Antibacterial compounds might have deleterious effects on mammalian cells [15]. Therefore, the use of ROS-generating antimicrobials against intracellular pathogens might lead to unexpected results during host-cell infection. Due to this, we studied the combinatorial antimicrobial activity of the ROS-generating drugs identified in our screening on the intracellular survival of R. equi (Figure 4). In these experiments, we initially used the minimal inhibitory concentrations determined before for each antibiotic or combinations of antibiotics (Table 1).

However, the synergistic effect of norfloxacin in combination with other ROS-producing antimicrobials such as erythromycin or vancomycin was only reproduced against intracellular R. equi when the concentration of this antibiotic was raised 20-fold (Figure 4).
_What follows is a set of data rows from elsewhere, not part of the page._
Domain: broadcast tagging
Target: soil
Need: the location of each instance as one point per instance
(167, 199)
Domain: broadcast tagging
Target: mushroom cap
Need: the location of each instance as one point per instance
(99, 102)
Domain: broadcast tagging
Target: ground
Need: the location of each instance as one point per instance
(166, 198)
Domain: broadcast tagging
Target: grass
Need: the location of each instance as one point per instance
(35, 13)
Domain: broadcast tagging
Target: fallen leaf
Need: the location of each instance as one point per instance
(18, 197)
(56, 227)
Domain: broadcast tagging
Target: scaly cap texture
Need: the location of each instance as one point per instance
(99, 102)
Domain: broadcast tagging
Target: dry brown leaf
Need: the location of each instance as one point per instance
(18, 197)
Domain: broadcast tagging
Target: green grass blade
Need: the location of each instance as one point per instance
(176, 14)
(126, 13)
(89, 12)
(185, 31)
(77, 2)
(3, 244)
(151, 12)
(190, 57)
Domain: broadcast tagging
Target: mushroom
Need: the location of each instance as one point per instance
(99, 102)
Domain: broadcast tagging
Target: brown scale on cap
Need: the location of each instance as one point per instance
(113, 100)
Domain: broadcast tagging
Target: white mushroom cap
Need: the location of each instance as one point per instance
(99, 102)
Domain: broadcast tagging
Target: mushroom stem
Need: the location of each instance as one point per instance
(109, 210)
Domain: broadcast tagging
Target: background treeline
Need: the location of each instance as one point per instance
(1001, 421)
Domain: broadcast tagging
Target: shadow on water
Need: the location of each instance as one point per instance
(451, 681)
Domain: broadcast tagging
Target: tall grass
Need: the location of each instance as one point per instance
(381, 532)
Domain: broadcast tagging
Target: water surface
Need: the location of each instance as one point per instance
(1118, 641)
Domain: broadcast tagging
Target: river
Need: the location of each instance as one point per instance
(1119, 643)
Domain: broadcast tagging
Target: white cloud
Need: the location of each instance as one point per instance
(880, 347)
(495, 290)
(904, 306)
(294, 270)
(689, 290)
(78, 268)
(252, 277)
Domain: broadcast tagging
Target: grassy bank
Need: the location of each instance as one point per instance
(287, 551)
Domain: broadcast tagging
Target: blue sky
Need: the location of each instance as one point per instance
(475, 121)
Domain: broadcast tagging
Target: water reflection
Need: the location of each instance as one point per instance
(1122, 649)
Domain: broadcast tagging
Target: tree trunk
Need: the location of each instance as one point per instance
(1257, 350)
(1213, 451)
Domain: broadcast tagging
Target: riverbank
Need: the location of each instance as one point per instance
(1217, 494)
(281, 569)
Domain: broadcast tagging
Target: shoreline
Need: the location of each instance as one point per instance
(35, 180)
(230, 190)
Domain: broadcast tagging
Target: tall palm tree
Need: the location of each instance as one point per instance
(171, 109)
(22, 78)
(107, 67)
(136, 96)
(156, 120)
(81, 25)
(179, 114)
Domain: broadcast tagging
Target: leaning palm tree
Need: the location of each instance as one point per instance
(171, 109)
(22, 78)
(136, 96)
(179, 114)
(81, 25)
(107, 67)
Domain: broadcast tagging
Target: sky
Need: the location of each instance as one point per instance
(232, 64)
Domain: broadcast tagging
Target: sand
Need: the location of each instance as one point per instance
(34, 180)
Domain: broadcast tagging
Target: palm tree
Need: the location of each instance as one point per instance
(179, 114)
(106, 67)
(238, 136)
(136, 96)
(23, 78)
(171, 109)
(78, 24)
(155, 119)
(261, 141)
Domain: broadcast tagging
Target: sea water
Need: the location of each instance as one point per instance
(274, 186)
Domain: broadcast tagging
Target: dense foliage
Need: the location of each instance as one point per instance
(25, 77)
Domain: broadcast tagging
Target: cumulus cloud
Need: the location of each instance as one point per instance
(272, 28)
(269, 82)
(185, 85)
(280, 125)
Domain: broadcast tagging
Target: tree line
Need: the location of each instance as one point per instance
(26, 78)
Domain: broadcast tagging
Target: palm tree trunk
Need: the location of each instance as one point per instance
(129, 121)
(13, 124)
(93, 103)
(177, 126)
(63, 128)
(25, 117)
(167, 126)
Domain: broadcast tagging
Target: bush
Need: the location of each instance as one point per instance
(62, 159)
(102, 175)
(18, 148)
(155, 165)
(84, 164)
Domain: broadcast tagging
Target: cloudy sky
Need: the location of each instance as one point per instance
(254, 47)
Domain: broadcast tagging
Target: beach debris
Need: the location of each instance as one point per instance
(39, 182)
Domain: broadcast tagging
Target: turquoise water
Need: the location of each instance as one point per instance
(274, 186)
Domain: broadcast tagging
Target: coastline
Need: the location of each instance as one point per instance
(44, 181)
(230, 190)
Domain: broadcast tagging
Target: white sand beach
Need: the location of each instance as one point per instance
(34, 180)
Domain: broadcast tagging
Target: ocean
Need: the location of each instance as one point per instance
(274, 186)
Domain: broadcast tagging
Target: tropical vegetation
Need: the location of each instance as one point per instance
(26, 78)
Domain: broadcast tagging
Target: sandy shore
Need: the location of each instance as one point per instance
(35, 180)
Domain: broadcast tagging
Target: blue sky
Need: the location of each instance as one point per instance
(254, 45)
Similar to vancomycin [31,32], the cellular uptake of norfloxacin in macrophages might be quite poor, which could be an important barrier for the use of this therapeutic strategy in vivo. However, the intracellular delivery of antibiotics could be facilitated by their liposomal encapsulation [31]. Moreover, the therapeutic index of the encapsulated antibiotics increases, while the drug toxicity is reduced due to their intracellular delivery. Consequently, lower plasma concentrations are required to achieve an effective antimicrobial activity against intracellular pathogens [31]. Accordingly, gentamicin encapsulated in liposomes efficiently eradicated R. equi in a mouse model of infection [32]. Unfortunately, liposomal gentamicin caused nephrotoxicity in foals [33], abolishing the potential veterinary use of this particular encapsulated antibiotic. Nevertheless, the use of liposomal antibiotics for the treatment of infections caused by intracellular pathogens is now widely recognized as an important and safe therapeutic strategy to increase the internalization of highly effective antibiotics with poor cellular uptake [34].

4. Conclusions

R. equi is an intracellular veterinary pathogen that is rapidly acquiring antimicrobial resistance to currently used anti-infective strategies [7,8]. Rifampicin resistance in R. equi is associated to mutations of the rpoB gene [10], while the lateral acquisition of erm (46) gene is driving the emergence of macrolide-resistant R. equi isolates in the United States [35].

With the aim to develop novel ROS-inspired antimicrobial therapies against this actinobacterial pathogen, here we developed a new screening strategy for the in vitro identification of antimicrobial compounds that might synergistically cause oxidative stress. Interestingly, norfloxacin might be a promising adjuvant to other ROS-generating antimicrobials currently used to treat R. equi infections. Norfloxacin is a drug with great repurposing potential, as it is commonly used to treat urinary infections in humans [30]. Therefore, these results might pave the way for the rapid development of novel antimicrobial strategies with important veterinary applications.